Note: This post first appeared on LocalVox.com.
I read an interesting post in The Awl that really struck me and summarized nicely the way we at LocalVox think about the future of local news and publishing. The article titled “The Pretty New Web and the Future of ‘Native’ Advertising” hits on a couple key points.
Consumers more and more are viewing the web in applications like Facebook, Twitter, Yelp, Flipboard, mobile apps, etc. and because these apps control their environment, inherently the content creators are losing control of ad mediums. You can’t just place your display advertisement in someone else’s app. So where does that leave traditional publishers who are dependent on advertising revenue?
Well, the industry trends present a bleak picture with some bright spots. On one hand, revenues are declining precipitously. On the other, traffic from online is now exceeding circulation of print. The problem is that there is much less revenue associated with the same circulation online (and it’s odd using a traditional term like “circulation” to refer to online properties).

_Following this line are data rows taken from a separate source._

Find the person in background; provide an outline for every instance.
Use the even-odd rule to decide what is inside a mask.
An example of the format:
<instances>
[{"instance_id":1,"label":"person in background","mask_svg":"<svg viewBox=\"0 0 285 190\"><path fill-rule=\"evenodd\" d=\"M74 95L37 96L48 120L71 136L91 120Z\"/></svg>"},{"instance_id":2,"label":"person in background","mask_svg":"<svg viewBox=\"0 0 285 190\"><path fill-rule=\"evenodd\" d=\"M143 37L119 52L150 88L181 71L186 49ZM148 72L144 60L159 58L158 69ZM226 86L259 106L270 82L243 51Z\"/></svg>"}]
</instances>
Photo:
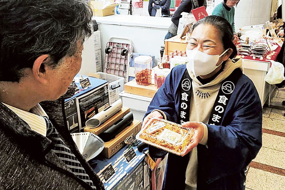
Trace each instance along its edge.
<instances>
[{"instance_id":1,"label":"person in background","mask_svg":"<svg viewBox=\"0 0 285 190\"><path fill-rule=\"evenodd\" d=\"M272 0L271 2L271 9L269 21L272 22L277 17L277 9L279 5L278 0Z\"/></svg>"},{"instance_id":2,"label":"person in background","mask_svg":"<svg viewBox=\"0 0 285 190\"><path fill-rule=\"evenodd\" d=\"M0 0L0 189L104 189L39 104L67 90L92 15L84 0Z\"/></svg>"},{"instance_id":3,"label":"person in background","mask_svg":"<svg viewBox=\"0 0 285 190\"><path fill-rule=\"evenodd\" d=\"M240 0L224 0L216 6L212 13L212 15L222 16L229 23L233 32L233 40L235 42L238 41L239 38L235 28L235 8L233 7L237 5L239 1Z\"/></svg>"},{"instance_id":4,"label":"person in background","mask_svg":"<svg viewBox=\"0 0 285 190\"><path fill-rule=\"evenodd\" d=\"M232 60L233 36L223 18L198 21L186 49L189 61L172 69L148 108L143 128L156 117L197 130L183 156L168 153L164 190L245 188L247 166L261 147L262 109L242 60ZM155 159L167 153L149 151Z\"/></svg>"},{"instance_id":5,"label":"person in background","mask_svg":"<svg viewBox=\"0 0 285 190\"><path fill-rule=\"evenodd\" d=\"M276 19L280 18L282 18L282 4L277 9L277 13L276 13Z\"/></svg>"},{"instance_id":6,"label":"person in background","mask_svg":"<svg viewBox=\"0 0 285 190\"><path fill-rule=\"evenodd\" d=\"M155 16L157 9L161 9L161 16L169 16L170 15L169 8L170 0L150 0L148 4L148 12L150 16Z\"/></svg>"},{"instance_id":7,"label":"person in background","mask_svg":"<svg viewBox=\"0 0 285 190\"><path fill-rule=\"evenodd\" d=\"M207 2L206 0L182 0L171 17L172 23L168 29L168 32L165 35L164 39L169 39L177 35L179 19L182 17L181 15L182 13L185 12L190 13L192 9L203 5L207 7Z\"/></svg>"}]
</instances>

Technologies such as real time bidding are making advertising markets transparent, driving down CPMs and threatening the viability of relying on traditional regional and national advertisers who can now find better deals through other means.
Bottom line: If a local publisher just sells “adjacency” they will get “adjacency” rates.
Turning the Tide with New Revenue Streams for Local Publishers
So what is the solution for local publishers – and everyone else in an app filtered web world:
“The hot word in advertising right now is “native.” If I hear “native” one more time this week, oof, I swear. As with all terms in advertising, it’s a word that doesn’t make much sense on its face. (Ask me about “stock and flow” someday.) What “native” means is: it’s not in an ad box. All “native” means is that advertisers are now getting to come closer to presenting advertising that is less distinguishable from what they like to call “content,” AKA the stuff people make that people go to “apps” and “sites” to see.
We (along with everyone else!) are expanding our native advertising! There are really good ways to do it, I think, and I think over the next three months we’ll be doing a better job with it! I even believe, particularly in the cases of “brought-to-you-by” sponsored editorial “content,” that readers and viewers of good things are often happy to see that a sponsor paid for it to exist!
It also really helps if you try to only take good advertising, that’s a good match for where it’s published. (Hard to do, but a worthwhile fight.) “
This is exactly the approach we think local publishers must take. As an example, our LocalVox online marketing platform powers Hartford Courant’s MyTown Marketplace, where local businesses can publish directly to their local neighborhood section online (and Facebook, Twitter, their website, email newsletters, etc. with a single button. The local publishing is a significant piece, but just one piece of the solution.).
And the result is revenue that defies traditional CPMs by orders of magnitude. The content is integrated into a separate co-branded site that is all advertorial, but it is brought tastefully into Courant on the town pages.
The Cultural Shift to Native Content Provided by Local Businesses
In conversations, I have had with other local publishers, I continue to hear fears of local businesses publishing on their own and how the content must be clearly distinguished from editorial content. I think that is true in principle, i.e. there should be some indication, but that advertorial need not be sectioned off into an ad unit. Instead, as Choire Sicha points out in the Awl, this content does in fact have reader value. A charity event at the local theatre is news. A truffle tasting dinner at the local restaurant is news. New kids classes at the local play space is news. The pizza parlor that sponsors the Little League team is news. It’s just a matter of who covers it and the voice.
Local publishers who embrace this concept will find that they have more content to curate than ever and at lower production costs. They will have tighter ties into their local communities and will play an expanded role in how readers find out what is going on around them. Their readers are human and as such eat, drink, learn, play, shop, experience and exercise. Why not expand on your ability to provide such coverage while creating valuable revenue sources?
Of course this shift goes much further. Culturally, local publishers need to stop thinking of their clients as advertisers and what they are selling as advertising. They must build a culture of long term relationships, not temporary advertising orders that must be continually renewed. They should open up to a new set of clients beyond regional advertisers, as native content could come from smaller businesses. It may not be hard news in the strict sense, but getting that content could be the key to saving the local publishing industry.
We at LocalVox agree. The future of local publishing is about native content, intermixed with original and crowdsourced content in new and interesting ways. We are excited to be helping local publishers get there in these critical times.